But what does a lower base rate actually mean if you’ve got credit card debt right now? Let’s break it down.

🗓️ What's happening with the base rate?

The base rate is the interest rate set by the Bank of England. It helps decide how much interest people pay when they borrow money — like with credit cards, loans or mortgages.

On 8th May 2025, the Bank of England reduced the base rate from 4.5% to 4.25%. It’s the second cut this year. The Bank hopes this will help the economy and ease pressure on people’s wallets.

💳 Will your credit card bill go down too?

Not always — but it might.

Some credit cards have an interest rate that follows the base rate. If yours does, your interest will likely go down now the base rate has dropped.

But most credit cards don’t work like that. Many lenders choose their own rates. That means your card’s interest might stay the same — even if the base rate falls.

Credit card rates aren’t directly tied to the base rate. Lenders set them based on risk, demand, and their own costs — so even though the base rate has been cut, most credit card interest rates haven’t budged yet.

📊 Why doesn't the interest always go down?

Lenders don’t have to cut their rates when the base rate drops. Some do, but many don’t.

In fact, credit card interest has stayed high recently — often over 20% — even though the base rate has been falling. The average credit card APR is now over 35%, a significant increase from around 31% a year ago.

✅ What can you do now?

Even if your rate doesn’t change, there are still ways to save money. Here are a few tips:

  • Pay more than the minimum – this helps shrink your debt faster and cuts interest
  • Look for a balance transfer  – some cards offer 0% interest for a set time
  • Check your credit score – a better score can help you get lower rates
  • Ask your lender for help – they may offer support if you’re struggling

👉 And remember, if you pay off your full balance each month, you won’t pay any interest.
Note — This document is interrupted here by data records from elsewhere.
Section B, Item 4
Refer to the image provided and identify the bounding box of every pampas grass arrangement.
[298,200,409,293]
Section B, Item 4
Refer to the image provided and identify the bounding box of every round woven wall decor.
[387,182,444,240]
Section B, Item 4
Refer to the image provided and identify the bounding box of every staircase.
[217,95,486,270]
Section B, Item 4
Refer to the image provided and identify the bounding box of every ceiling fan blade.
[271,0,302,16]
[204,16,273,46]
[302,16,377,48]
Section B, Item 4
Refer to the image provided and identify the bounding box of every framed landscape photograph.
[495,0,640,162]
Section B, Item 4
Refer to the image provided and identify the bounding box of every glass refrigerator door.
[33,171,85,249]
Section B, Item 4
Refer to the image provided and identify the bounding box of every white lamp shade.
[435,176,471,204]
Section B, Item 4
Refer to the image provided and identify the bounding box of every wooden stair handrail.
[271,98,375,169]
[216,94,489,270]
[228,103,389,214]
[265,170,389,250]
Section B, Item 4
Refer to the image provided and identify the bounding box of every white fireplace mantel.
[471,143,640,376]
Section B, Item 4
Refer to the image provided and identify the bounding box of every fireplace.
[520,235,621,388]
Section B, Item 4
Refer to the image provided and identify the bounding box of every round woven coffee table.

Tips for reducing your credit card costs:

  • Check if your card tracks the base rate – If it does, your rate should drop soon.
  • Look into balance transfer deals – These can offer 0% interest for a set period, potentially saving you hundreds.
  • Pay more than the minimum – Paying extra each month helps reduce debt faster and cuts interest.
  • Boost your credit score – A higher credit score can help you access lower rates.
  • Redirect savings – If your mortgage or other borrowing is now cheaper, use the difference to chip away at credit card debt.

💡 What to take away

The base rate has come down — but most credit card interest rates haven’t. That means now’s the perfect time to review what you’re paying and take action.

Check your rate, explore your options, and see where you could save. A few small changes today could save you a lot in the long run.

You’re in control — and every step you take puts you in a stronger spot.

Disclaimer: We make every effort to ensure content is correct when published. Information on this website doesn't constitute financial advice, and we aren't responsible for the content of any external sites.

Fiona Peake

Fiona Peake

Personal Finance Writer

Fiona is a personal finance writer with over 7 years’ experience writing for a broad range of industries before joining Ocean in 2021. She uses her wealth of experience to turn the overwhelming aspects of finance into articles that are easy to understand.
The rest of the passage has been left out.